Added seed code for caas-kubedns.

[ta/caas-kubedns.git] / ansible / roles / kubedns / templates / kubedns-deployment.yml

diff --git a/ansible/roles/kubedns/templates/kubedns-deployment.yml b/ansible/roles/kubedns/templates/kubedns-deployment.yml
new file mode 100644 (file)
index 0000000..e95c78f
--- /dev/null
+++ b/ansible/roles/kubedns/templates/kubedns-deployment.yml
@@ -0,0 +1,166 @@
+{#
+Copyright 2019 Nokia
+
+Licensed under the Apache License, Version 2.0 (the "License");
+you may not use this file except in compliance with the License.

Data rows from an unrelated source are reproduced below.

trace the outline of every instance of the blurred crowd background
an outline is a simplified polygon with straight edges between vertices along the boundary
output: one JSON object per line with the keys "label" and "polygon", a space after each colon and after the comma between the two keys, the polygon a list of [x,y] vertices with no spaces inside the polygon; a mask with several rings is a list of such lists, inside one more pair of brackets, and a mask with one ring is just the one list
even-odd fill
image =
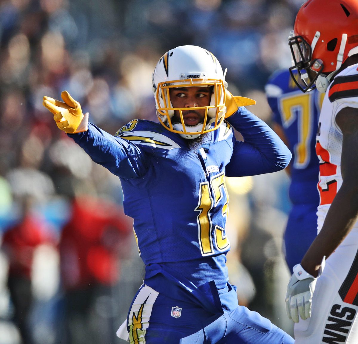
{"label": "blurred crowd background", "polygon": [[[142,282],[119,179],[58,129],[43,96],[67,90],[113,134],[134,118],[156,121],[154,67],[192,44],[269,123],[264,85],[290,65],[303,2],[0,0],[0,344],[121,343],[116,331]],[[228,179],[231,281],[242,304],[291,333],[281,248],[289,179]]]}

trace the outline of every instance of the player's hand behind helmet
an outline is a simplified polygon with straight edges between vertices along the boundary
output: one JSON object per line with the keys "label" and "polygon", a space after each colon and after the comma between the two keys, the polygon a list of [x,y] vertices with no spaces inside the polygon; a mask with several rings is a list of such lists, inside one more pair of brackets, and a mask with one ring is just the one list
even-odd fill
{"label": "player's hand behind helmet", "polygon": [[240,106],[255,105],[256,104],[256,102],[250,98],[233,95],[227,89],[225,89],[225,104],[226,107],[226,112],[225,115],[226,118],[235,113]]}
{"label": "player's hand behind helmet", "polygon": [[[324,267],[325,258],[322,260],[319,276]],[[298,323],[300,317],[305,320],[311,316],[312,296],[316,282],[317,278],[307,272],[300,264],[294,266],[285,301],[287,316],[294,323]]]}
{"label": "player's hand behind helmet", "polygon": [[86,131],[88,113],[84,115],[81,104],[74,100],[67,91],[61,93],[63,102],[45,96],[43,105],[53,114],[53,119],[59,129],[67,134]]}

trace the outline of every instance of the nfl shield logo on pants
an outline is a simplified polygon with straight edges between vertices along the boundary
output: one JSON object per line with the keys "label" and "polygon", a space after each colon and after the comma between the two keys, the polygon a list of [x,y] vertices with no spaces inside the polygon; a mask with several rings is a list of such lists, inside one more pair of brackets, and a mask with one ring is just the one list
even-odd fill
{"label": "nfl shield logo on pants", "polygon": [[171,316],[175,318],[178,318],[182,315],[182,309],[177,306],[171,308]]}

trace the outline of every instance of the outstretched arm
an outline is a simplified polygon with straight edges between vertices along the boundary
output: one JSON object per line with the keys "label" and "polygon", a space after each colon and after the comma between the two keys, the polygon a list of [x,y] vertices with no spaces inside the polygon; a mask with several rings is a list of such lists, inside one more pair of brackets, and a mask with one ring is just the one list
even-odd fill
{"label": "outstretched arm", "polygon": [[145,174],[149,160],[137,146],[88,123],[88,113],[83,114],[79,103],[67,91],[63,91],[61,96],[63,102],[44,97],[44,106],[53,114],[57,127],[73,139],[95,162],[118,177],[135,178]]}

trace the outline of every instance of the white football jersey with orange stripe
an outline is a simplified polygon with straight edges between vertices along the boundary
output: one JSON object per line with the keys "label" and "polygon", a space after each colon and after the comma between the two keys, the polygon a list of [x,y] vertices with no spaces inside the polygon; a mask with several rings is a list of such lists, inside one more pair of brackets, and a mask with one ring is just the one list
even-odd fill
{"label": "white football jersey with orange stripe", "polygon": [[[320,161],[318,232],[342,185],[340,159],[343,136],[336,123],[335,117],[341,110],[347,107],[358,108],[358,64],[351,66],[337,74],[327,90],[322,104],[316,144]],[[358,222],[352,231],[358,232]]]}

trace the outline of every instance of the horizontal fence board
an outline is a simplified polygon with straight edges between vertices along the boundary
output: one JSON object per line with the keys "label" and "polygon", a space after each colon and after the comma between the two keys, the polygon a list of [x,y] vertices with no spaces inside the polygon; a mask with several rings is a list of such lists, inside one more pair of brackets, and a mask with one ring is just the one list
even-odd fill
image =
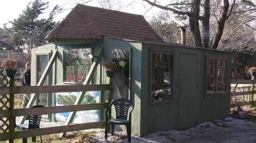
{"label": "horizontal fence board", "polygon": [[245,105],[249,105],[252,104],[252,102],[237,102],[236,103],[231,103],[231,107],[237,107],[237,104],[239,104],[240,106],[245,106]]}
{"label": "horizontal fence board", "polygon": [[[29,136],[48,135],[92,128],[103,128],[105,127],[105,122],[104,121],[102,121],[96,122],[15,131],[13,133],[13,139],[15,139]],[[8,140],[9,139],[9,133],[0,133],[0,140]]]}
{"label": "horizontal fence board", "polygon": [[231,84],[252,84],[252,83],[256,83],[256,80],[231,80]]}
{"label": "horizontal fence board", "polygon": [[29,115],[78,111],[107,109],[109,103],[96,103],[63,106],[45,107],[34,108],[14,109],[11,110],[0,110],[0,118],[21,116]]}
{"label": "horizontal fence board", "polygon": [[109,84],[89,84],[51,86],[23,86],[15,87],[1,87],[0,93],[4,94],[41,94],[77,91],[109,90]]}
{"label": "horizontal fence board", "polygon": [[[256,91],[254,91],[254,94],[256,94]],[[232,96],[239,96],[239,95],[252,95],[252,91],[235,92],[231,93],[231,95]]]}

+You may obtain a copy of the License at
+
+    http://www.apache.org/licenses/LICENSE-2.0
+
+Unless required by applicable law or agreed to in writing, software
+distributed under the License is distributed on an "AS IS" BASIS,
+WITHOUT WARRANTIES OR CONDITIONS OF ANY KIND, either express or implied.
+See the License for the specific language governing permissions and
+limitations under the License.
+#}
+---
+apiVersion: apps/v1beta2
+kind: DaemonSet
+metadata:
+  name: kube-dns
+  namespace: kube-system
+  labels:
+    {{ caas.kubernetes_component_label }}: kube-dns
+    kubernetes.io/cluster-service: "true"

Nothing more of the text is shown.